Em O Silêncio dos Inocentes (tanto o livro quanto o filme), o mistério em torno de como Hannibal se tornou o que é faz parte do fascínio exercido pelo personagem; esse é o segundo livro, em ordem de publicação, no qual ele aparece, sendo o primeiro Dragão Vermelho (1981) e o terceiro, Hannibal (1999). Dragão Vermelho já havia recebido uma adaptação livre, de pouca repercussão, em 1986, sob o título de Manhunter (no Brasil, Caçador de Assassinos), com rápida aparição de Hannibal, interpretado por Brian Cox. O Silêncio dos Inocentes, como já vimos, chegou aos cinemas em 1991, mas, apesar do sucesso, não parece ter havido interesse, na época, em filmar seu predecessor: Hollywood preferiu esperar pela publicação de Hannibal, cuja versão para as telas estreou em 2001, novamente com Anthony Hopkins. Como esse filme também foi bem recebido pelo público, Dragão Vermelho pôde, por fim, ganhar nova versão, mais fiel ao livro e com o título original. Nessa versão, produzida logo a seguir e lançada em 2002, Hopkins encarnou o psiquiatra canibal pela última vez até o presente momento.

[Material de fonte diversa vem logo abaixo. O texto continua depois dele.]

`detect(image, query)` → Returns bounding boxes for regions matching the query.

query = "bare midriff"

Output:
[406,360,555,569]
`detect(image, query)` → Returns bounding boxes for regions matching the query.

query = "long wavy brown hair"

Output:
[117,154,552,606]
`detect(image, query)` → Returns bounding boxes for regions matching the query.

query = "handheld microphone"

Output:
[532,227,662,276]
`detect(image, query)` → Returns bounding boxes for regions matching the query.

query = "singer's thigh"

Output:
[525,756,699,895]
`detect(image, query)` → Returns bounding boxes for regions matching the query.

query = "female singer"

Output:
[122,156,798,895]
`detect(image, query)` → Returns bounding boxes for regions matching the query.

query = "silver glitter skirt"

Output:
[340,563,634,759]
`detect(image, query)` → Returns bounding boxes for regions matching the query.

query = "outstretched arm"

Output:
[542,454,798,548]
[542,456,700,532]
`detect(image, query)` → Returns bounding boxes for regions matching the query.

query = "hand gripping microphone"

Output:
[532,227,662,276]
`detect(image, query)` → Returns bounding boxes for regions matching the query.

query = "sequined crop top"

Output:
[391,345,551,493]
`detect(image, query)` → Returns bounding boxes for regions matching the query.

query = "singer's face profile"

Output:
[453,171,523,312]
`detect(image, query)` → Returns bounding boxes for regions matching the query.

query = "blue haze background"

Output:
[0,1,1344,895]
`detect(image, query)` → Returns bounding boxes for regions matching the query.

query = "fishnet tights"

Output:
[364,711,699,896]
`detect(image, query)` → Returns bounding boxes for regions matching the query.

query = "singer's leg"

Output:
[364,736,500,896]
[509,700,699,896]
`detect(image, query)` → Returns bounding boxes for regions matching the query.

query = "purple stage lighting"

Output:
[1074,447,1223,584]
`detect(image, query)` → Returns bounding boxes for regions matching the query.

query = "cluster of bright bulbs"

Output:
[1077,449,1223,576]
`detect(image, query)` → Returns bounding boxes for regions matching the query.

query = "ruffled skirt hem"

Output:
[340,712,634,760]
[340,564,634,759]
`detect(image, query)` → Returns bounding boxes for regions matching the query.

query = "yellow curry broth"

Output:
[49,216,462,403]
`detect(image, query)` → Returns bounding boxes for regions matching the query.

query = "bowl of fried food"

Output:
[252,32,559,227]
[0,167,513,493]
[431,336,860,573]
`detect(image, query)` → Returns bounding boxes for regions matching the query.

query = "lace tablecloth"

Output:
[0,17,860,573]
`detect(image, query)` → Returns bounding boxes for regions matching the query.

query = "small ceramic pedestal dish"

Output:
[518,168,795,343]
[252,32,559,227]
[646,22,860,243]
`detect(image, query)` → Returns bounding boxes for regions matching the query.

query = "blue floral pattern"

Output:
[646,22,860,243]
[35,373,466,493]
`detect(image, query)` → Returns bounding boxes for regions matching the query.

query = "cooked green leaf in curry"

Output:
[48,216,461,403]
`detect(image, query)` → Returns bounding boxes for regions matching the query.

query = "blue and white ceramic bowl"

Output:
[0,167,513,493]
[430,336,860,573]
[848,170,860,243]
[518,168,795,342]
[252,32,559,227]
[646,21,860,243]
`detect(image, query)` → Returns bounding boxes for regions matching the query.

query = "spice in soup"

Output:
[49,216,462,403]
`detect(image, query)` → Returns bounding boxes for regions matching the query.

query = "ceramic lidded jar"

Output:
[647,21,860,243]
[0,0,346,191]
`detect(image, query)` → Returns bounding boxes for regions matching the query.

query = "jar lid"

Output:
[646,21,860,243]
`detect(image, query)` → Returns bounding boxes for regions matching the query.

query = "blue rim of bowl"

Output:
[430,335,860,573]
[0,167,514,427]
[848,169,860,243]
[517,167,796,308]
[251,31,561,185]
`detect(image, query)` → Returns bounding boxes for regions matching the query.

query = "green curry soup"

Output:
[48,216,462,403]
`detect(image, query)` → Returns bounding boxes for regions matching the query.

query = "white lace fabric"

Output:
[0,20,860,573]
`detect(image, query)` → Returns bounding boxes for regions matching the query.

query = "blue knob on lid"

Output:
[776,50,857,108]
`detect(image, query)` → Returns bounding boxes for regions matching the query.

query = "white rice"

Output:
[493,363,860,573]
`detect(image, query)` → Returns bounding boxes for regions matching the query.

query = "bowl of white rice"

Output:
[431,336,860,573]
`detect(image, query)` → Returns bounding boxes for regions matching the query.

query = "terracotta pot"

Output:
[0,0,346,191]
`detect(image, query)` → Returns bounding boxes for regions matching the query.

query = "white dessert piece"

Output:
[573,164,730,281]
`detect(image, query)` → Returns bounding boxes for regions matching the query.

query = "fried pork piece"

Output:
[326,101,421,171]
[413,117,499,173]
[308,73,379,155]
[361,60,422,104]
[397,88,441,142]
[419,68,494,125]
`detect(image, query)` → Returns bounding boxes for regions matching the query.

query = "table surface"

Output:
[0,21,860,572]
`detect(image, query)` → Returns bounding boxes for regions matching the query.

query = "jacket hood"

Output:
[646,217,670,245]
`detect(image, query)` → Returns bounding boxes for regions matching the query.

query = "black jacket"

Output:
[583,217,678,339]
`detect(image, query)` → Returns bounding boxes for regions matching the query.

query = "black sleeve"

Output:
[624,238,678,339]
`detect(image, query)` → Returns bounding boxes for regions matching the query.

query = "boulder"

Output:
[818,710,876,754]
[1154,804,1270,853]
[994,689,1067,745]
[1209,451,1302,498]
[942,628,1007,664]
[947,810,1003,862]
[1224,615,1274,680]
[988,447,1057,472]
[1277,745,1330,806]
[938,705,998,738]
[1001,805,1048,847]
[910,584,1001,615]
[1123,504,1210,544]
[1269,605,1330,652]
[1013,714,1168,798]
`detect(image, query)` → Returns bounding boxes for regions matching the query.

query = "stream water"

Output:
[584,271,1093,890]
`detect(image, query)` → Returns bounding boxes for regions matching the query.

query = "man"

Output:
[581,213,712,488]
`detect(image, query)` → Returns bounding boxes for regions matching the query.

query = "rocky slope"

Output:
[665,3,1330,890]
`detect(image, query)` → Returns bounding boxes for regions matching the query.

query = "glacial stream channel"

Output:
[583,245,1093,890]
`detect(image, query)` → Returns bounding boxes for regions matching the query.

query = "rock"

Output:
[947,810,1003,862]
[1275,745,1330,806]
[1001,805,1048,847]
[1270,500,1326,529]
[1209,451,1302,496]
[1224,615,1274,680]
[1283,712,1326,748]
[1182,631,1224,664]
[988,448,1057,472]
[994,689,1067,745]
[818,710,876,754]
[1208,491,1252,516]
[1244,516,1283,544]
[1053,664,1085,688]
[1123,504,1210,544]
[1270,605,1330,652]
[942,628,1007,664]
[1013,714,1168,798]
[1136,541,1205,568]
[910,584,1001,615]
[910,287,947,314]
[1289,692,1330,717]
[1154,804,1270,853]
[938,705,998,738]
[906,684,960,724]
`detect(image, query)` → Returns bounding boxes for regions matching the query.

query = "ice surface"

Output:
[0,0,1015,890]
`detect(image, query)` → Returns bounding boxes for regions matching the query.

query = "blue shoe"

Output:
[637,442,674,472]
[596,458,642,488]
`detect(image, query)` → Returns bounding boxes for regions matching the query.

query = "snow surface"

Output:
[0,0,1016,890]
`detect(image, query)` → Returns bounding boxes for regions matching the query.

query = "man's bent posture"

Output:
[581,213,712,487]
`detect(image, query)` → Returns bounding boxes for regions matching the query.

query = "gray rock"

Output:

Harris cedeu aos muitos pedidos de seus leitores e voltou a escrever sobre Hannibal Lecter depois de ter deixado o personagem no ostracismo durante longo tempo. Hannibal Rising, ou Hannibal: a Origem do Mal, foi publicado em 2006 e transformado em filme no ano seguinte, com o francês Gaspard Ulliel interpretando o jovem Hannibal. Essa prequel revela detalhes da origem do personagem (que mesmo quem leu os outros livros só conhecia por meio de referências curtas e enigmáticas) e sobre sua infância e adolescência, dando finalmente a dimensão completa do trauma que ele sofreu ainda pequeno (e que recebera uma menção fugidia no livro Hannibal) e que pode explicar como veio a desenvolver inclinações antropofágicas. Portanto, se quiserem ler a saga na cronologia correta, ignorem a ordem em que os livros e/ou filmes foram lançados e leiam assim: 01) Hannibal: a Origem do Mal; 02) Dragão Vermelho; 03) O Silêncio dos Inocentes; 04) Hannibal.
Como também já insinuado em outros lugares, Hannibal escolheu os Estados Unidos para viver, mas é, por nascimento, um legítimo representante da velha aristocracia europeia. Seu ancestral, Hannibal, o Terrível, que viveu nos séculos XIV e XV, é um herói semilendário para a população da Lituânia (acho que o autor criou esse ancestral inspirando-se livremente em Vlad III da Valáquia), e o "nosso" Hannibal, nascido por volta de 1933 no vetusto Castelo Lecter, é o oitavo de sua linhagem a usar o nome. Seu pai, que tinha o título de conde, casou-se com uma dama de tradicional família italiana; a influência da mãe pode ter sido, em grande parte, o que despertou no garoto o amor pela música e pela arte. Sua prodigiosa inteligência já se anunciava desde tenra idade, mas aqueles não eram tempos fáceis para uma pessoa viver sua infância: em 1941, quando Hannibal está com oito anos, e sua irmã, Mischa, com três, as forças da Alemanha nazista varrem o leste europeu numa preparação para a invasão da União Soviética. É a Operação Barbarossa, que marca o rompimento do pacto de não agressão que vigorava entre as duas potências desde o início da Segunda Guerra. O Conde Lecter, então, decide tirar a família do castelo, e vão todos viver numa antiga cabana de caça escondida em meio às densas florestas que cobrem suas terras. O plano parece funcionar durante bastante tempo: os Lecter e alguns de seus criados (entre eles o Sr. Jakov, um velho judeu de enorme erudição que serve de tutor a Hannibal) vivem ali durante os três anos e meio que a Lituânia permanece sob domínio nazista, sem serem achados. A sorte os abandona já no final da ocupação: numa das últimas batalhas entre russos e alemães a serem travadas em solo lituano, todos, com exceção de Hannibal e Mischa, perdem a vida. As duas crianças são achadas por um grupo de ex-Hiwis – nome dado aos colaboradores voluntários dos nazistas – liderados pelo asqueroso Vladis Grutas. Embora tenham ajudado os invasores a subjugar e rapinar seu próprio país, esses homens não conseguiram concretizar sua esperança de ganhar um lugar nas SS, e, de qualquer forma, como já é 1945 e a derrota alemã é questão de tempo, essa ambição perdeu o sentido; assim, os celerados tiram a vantagem que ainda podem, aproveitando-se do caos gerado pelo estado de guerra para ganhar a vida como saqueadores, e não escolhem o lado de quem pilham e assassinam.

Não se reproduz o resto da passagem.